The only way I think this can be challenged from the left is getting stuck into workers' struggles and steadily building up our store of activists, while avoiding throwing fuel onto the anti-politics fire.

Rob said...

I wonder about this. Whilst I do agree with you, I think we have to be careful not to define 'politics' too narrowly when talking about the generation of anti-political attitudes. Because whilst people are clearly disenchanted with politicians in power and withdraw from activity in institutional politics, it doesn't necessarily follow that we can characterise these attitudes as 'anti-political'; so you say:

Why bother turning out to vote if all you're going to get are out of touch careerist hacks in it to feather their own nests?

My worry here is that politics is overly equated with bourgeois formal politics. I worry that this can play into the hands of institutional politicians, take Blears' attack on Monbiot, she was able to accuse him of 'carping on the sidelines' precisely because she identifies everything outside of bourgeois formal politics as anti-political.

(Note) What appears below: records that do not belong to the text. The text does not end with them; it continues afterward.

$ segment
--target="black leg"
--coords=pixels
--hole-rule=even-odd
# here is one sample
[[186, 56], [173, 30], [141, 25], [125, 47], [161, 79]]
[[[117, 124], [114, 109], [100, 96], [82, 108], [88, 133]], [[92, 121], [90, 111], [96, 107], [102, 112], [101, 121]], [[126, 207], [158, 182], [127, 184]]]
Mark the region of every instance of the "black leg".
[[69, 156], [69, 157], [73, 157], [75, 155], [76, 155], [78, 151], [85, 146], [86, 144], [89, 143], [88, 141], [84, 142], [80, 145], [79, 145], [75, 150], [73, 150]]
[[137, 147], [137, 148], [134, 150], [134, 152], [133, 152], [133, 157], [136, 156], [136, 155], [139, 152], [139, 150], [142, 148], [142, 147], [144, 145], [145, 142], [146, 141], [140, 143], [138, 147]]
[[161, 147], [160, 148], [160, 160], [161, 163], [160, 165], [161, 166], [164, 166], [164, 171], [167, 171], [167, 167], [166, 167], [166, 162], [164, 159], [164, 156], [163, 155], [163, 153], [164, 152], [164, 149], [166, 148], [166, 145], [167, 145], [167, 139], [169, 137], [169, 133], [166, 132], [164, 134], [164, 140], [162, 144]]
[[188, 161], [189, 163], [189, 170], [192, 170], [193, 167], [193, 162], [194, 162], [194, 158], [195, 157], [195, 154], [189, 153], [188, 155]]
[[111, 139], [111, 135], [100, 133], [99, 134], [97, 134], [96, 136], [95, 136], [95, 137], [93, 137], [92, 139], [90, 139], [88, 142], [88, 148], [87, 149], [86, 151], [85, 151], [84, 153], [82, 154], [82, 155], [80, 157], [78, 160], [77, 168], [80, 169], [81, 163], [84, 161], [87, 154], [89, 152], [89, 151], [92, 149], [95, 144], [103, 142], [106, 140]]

So, for me, (and I don't think I'm being pedantic) we need to be quite clear about what we mean by politics and anti-politics. In a way I'm quite tempted to invert this, and say that since politics is something like the active involvement of people in shaping their everyday lives, or that politics involves radical choices, bourgeois 'politics' in general is itself anti-political, insofar as what it represents is crass-managerialism. The BNP 'populism' is just the anti-political flipside to already-existing-anti-politics. What we want to do is radically (and so politically) reconfigure things.

This is what leads me to question you're description of some of the emotional characteristics of anti-politics. My problem is that the negation of these things isn't necessarily what I would think of as political (in the sense I allude to above), one can be reverent, engaged, positive and happy and still be involved in what I would think of as an anti-political system (Obama may prove to be instructive here).

Personally, I'm not so quick to dismiss negativity and irreverence, although I admit this may be because I can't stand the twee-ness of hope-centric politics.

Phil BC said...

Yes, you're right. Anti-politics is 'anti-political establishment' politics but I don't think it's a particularly fertile ground for socialist politics. This will change as greater numbers of our class are thrown into struggle - then we'll be in a better position to draw on anti-politics tropes ourselves.

Re: hope, I'm no fan of that political language either and for the likes of Searchlight to push 'vote hope not hate' is bloody stupid - as if anyone outside their depleting ranks thinks the Tories and Labour offer something positive!